My descent into loving alcohol was a slow one. It started innocuously enough. A rum and Diet Coke at home every other night. A glass or two of champagne at a wedding. Drinks on holidays with the inlaws.
Eventually it turned into Friday nights with some girls from school. It didn’t seem bad at first. If anything, it was liberating. We all brought food, a bottle of red and let the kids run wild. It was called “Wine and Whine.” It was a place to be a bad ass adult. It was community! And venting! And only the cool moms were invited!
Maybe for the other girls, that was their one night a week of debauchery, but for me, the party continued during the week, too. I was hardly drinking a bottle of wine a day. A few glasses here, a few glasses there. Then it progressed to three and four. I’d stop for a day or two, but I’d always start up again. I would begin to obsess about it more than I wanted to. “It’s not a drinking problem, it’s a thinking problem,” a sober friend told me.

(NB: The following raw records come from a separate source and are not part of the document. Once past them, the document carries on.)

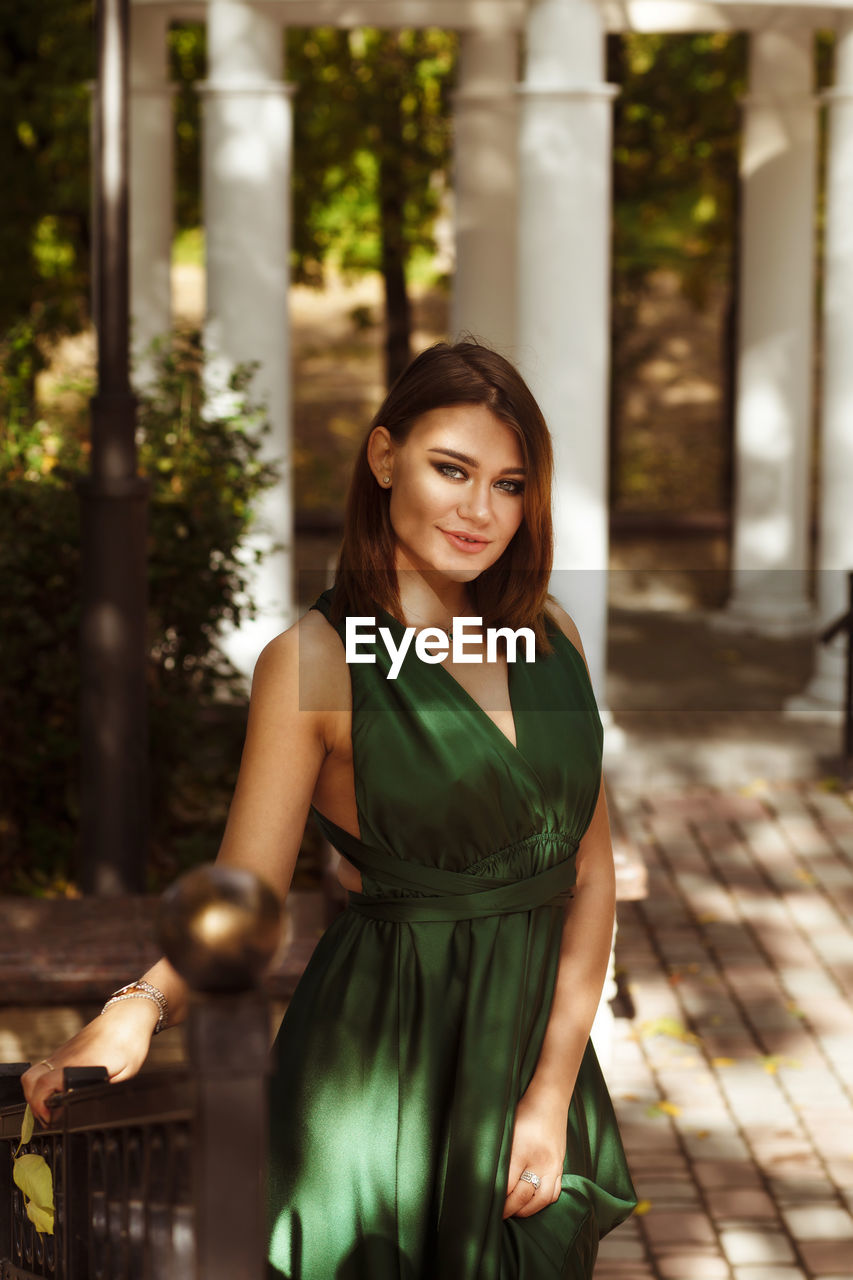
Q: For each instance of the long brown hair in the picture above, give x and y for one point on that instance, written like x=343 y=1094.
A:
x=511 y=592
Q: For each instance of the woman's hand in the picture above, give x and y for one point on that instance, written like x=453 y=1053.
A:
x=118 y=1040
x=539 y=1146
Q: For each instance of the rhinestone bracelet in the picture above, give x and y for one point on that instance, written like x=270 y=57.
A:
x=142 y=990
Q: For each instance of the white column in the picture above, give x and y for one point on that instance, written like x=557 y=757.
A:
x=486 y=178
x=774 y=393
x=564 y=289
x=825 y=693
x=246 y=165
x=151 y=184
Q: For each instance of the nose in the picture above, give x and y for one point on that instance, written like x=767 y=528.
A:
x=475 y=503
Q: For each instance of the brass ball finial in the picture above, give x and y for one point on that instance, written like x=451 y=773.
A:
x=219 y=927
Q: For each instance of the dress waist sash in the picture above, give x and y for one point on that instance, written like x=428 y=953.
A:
x=454 y=895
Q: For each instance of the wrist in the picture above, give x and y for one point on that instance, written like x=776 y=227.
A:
x=137 y=1013
x=550 y=1096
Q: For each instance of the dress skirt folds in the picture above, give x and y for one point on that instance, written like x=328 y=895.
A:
x=418 y=1023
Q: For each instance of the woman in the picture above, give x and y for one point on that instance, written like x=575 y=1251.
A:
x=436 y=1106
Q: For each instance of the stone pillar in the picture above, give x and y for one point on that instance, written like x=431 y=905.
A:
x=774 y=391
x=151 y=184
x=825 y=693
x=564 y=288
x=246 y=164
x=486 y=188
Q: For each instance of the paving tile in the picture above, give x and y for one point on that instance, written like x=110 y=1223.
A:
x=828 y=1256
x=744 y=1244
x=693 y=1266
x=678 y=1226
x=774 y=1272
x=740 y=1203
x=746 y=941
x=726 y=1174
x=820 y=1223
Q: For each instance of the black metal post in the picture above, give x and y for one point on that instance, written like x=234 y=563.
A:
x=845 y=624
x=848 y=704
x=114 y=790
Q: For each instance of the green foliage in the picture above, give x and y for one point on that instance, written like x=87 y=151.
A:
x=46 y=59
x=32 y=1176
x=205 y=475
x=366 y=99
x=676 y=133
x=187 y=65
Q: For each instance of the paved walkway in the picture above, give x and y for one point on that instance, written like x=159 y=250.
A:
x=733 y=1075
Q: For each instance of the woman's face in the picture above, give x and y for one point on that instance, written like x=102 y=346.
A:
x=456 y=489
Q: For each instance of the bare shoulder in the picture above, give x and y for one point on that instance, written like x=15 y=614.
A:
x=304 y=666
x=566 y=625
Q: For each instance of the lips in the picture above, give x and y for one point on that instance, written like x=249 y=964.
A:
x=464 y=542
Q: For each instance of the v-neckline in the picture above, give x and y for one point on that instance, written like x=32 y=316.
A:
x=512 y=746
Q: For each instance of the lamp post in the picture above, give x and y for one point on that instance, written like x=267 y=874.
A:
x=114 y=791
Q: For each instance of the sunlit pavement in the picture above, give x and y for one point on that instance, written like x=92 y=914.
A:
x=733 y=1077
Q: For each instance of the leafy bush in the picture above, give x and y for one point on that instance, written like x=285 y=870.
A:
x=205 y=472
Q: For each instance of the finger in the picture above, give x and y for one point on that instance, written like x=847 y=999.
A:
x=520 y=1196
x=542 y=1197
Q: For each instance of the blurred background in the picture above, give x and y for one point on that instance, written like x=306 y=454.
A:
x=632 y=209
x=252 y=215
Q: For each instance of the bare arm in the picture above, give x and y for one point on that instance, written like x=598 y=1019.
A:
x=283 y=753
x=539 y=1136
x=284 y=750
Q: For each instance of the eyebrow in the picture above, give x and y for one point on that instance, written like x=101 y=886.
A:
x=473 y=462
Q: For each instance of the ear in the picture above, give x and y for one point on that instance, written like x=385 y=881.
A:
x=381 y=453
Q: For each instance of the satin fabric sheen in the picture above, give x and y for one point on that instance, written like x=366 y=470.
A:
x=418 y=1022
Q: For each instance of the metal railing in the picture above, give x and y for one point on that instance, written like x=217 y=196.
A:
x=162 y=1176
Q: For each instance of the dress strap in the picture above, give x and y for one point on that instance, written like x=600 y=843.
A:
x=454 y=895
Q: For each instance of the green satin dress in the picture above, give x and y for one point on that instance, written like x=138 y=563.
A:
x=418 y=1022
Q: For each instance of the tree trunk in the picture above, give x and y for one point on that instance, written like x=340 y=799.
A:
x=393 y=246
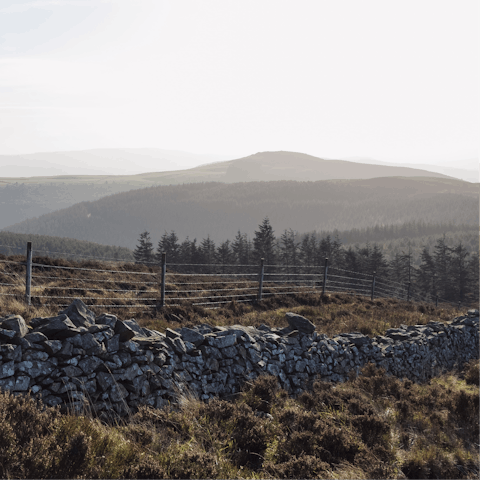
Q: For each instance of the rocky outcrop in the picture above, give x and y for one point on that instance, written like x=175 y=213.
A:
x=108 y=364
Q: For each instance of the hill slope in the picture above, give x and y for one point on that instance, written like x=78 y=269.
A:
x=220 y=210
x=22 y=198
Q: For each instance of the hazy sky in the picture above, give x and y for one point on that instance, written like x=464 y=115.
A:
x=391 y=80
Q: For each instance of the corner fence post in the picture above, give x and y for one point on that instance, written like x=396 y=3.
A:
x=164 y=274
x=28 y=277
x=373 y=286
x=260 y=280
x=325 y=270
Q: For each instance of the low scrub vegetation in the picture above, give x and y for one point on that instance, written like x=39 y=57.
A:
x=371 y=427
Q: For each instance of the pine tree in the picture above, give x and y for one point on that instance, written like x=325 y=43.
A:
x=207 y=251
x=308 y=247
x=169 y=244
x=241 y=249
x=288 y=248
x=460 y=272
x=264 y=243
x=143 y=252
x=224 y=255
x=443 y=259
x=424 y=275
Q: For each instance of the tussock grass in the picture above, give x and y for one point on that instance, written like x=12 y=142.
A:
x=332 y=314
x=371 y=427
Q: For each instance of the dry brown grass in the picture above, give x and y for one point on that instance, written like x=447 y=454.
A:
x=371 y=427
x=332 y=314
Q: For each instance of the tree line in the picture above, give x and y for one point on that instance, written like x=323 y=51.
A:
x=449 y=271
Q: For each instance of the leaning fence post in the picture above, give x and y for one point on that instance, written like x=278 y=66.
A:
x=325 y=270
x=28 y=278
x=164 y=274
x=260 y=280
x=373 y=286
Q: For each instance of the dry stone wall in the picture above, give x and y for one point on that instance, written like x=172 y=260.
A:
x=110 y=365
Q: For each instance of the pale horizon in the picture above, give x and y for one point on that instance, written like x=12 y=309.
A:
x=387 y=81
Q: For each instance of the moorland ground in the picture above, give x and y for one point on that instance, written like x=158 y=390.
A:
x=370 y=427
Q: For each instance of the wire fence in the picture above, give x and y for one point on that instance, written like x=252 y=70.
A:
x=171 y=285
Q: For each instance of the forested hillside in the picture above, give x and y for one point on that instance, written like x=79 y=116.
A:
x=46 y=245
x=22 y=198
x=220 y=210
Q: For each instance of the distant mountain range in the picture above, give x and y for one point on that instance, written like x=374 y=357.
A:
x=22 y=198
x=220 y=209
x=464 y=169
x=102 y=161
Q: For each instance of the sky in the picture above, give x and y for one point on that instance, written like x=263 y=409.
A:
x=388 y=80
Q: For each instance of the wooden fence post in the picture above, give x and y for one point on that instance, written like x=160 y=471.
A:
x=164 y=274
x=373 y=286
x=260 y=280
x=28 y=277
x=325 y=270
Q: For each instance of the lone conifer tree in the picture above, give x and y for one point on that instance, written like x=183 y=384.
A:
x=143 y=252
x=264 y=243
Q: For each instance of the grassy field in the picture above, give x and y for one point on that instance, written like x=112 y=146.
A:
x=370 y=427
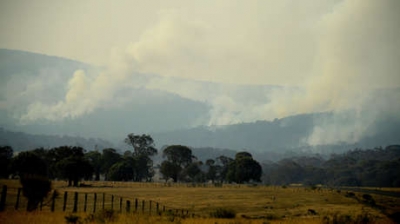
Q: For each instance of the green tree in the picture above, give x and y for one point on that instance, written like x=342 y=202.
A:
x=244 y=168
x=194 y=173
x=143 y=149
x=73 y=166
x=170 y=170
x=33 y=177
x=223 y=167
x=121 y=171
x=211 y=173
x=109 y=158
x=6 y=153
x=95 y=160
x=178 y=158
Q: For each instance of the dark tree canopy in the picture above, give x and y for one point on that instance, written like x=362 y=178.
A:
x=95 y=160
x=32 y=171
x=178 y=158
x=121 y=171
x=109 y=158
x=73 y=166
x=142 y=144
x=243 y=169
x=178 y=154
x=143 y=149
x=6 y=153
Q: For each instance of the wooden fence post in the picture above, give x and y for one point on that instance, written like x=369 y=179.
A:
x=75 y=209
x=150 y=207
x=104 y=200
x=18 y=196
x=128 y=206
x=85 y=204
x=65 y=200
x=94 y=203
x=53 y=201
x=3 y=198
x=112 y=202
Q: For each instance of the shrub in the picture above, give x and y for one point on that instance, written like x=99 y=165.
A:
x=35 y=189
x=223 y=213
x=103 y=216
x=72 y=219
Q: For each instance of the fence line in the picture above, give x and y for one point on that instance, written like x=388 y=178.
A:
x=73 y=201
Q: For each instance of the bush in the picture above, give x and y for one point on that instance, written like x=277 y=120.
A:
x=345 y=218
x=72 y=219
x=35 y=189
x=223 y=213
x=103 y=216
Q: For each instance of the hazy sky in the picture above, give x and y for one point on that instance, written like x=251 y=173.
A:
x=335 y=51
x=256 y=42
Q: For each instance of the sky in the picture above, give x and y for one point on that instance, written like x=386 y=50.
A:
x=330 y=54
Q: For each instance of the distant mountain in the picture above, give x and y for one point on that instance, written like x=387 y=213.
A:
x=286 y=136
x=179 y=111
x=28 y=77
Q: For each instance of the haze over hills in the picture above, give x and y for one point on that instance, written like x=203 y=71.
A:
x=38 y=95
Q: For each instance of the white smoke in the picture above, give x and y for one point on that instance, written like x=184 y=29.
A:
x=332 y=59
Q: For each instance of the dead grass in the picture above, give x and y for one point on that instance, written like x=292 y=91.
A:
x=253 y=204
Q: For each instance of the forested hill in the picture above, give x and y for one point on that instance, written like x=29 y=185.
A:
x=22 y=142
x=372 y=167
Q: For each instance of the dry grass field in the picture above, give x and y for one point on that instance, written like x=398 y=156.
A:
x=252 y=204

“Of course it’s a thinking problem!” I bitched to a different girlfriend. “I’m a writer! I think!” She made me feel better than that healthy bitch who exercised, never drank and had an amazing career and boyfriend. My drinking companion tsk tsked my fears away. “You know what Italians call wine at lunch, a nap, two glasses of wine at dinner, a walk and then a final glass at the pub? Monday.”
“Yeah! I didn’t have a problem,” I told myself after that conversation. “I was making too much of this.” I did the whole self-congratulations check-list: My nightly drinking didn’t make me miss appointments. I wasn’t stumbling to the PTA meetings. I only drank after 5PM. And really, I drank waaay less than many of my peers.
But inside, I knew it didn’t matter what other people were ingesting. It was too much for me. I knew, because I started darting to the market when my daughter was in ballet… just so I could have a glass three glasses when the kids were in bed that evening.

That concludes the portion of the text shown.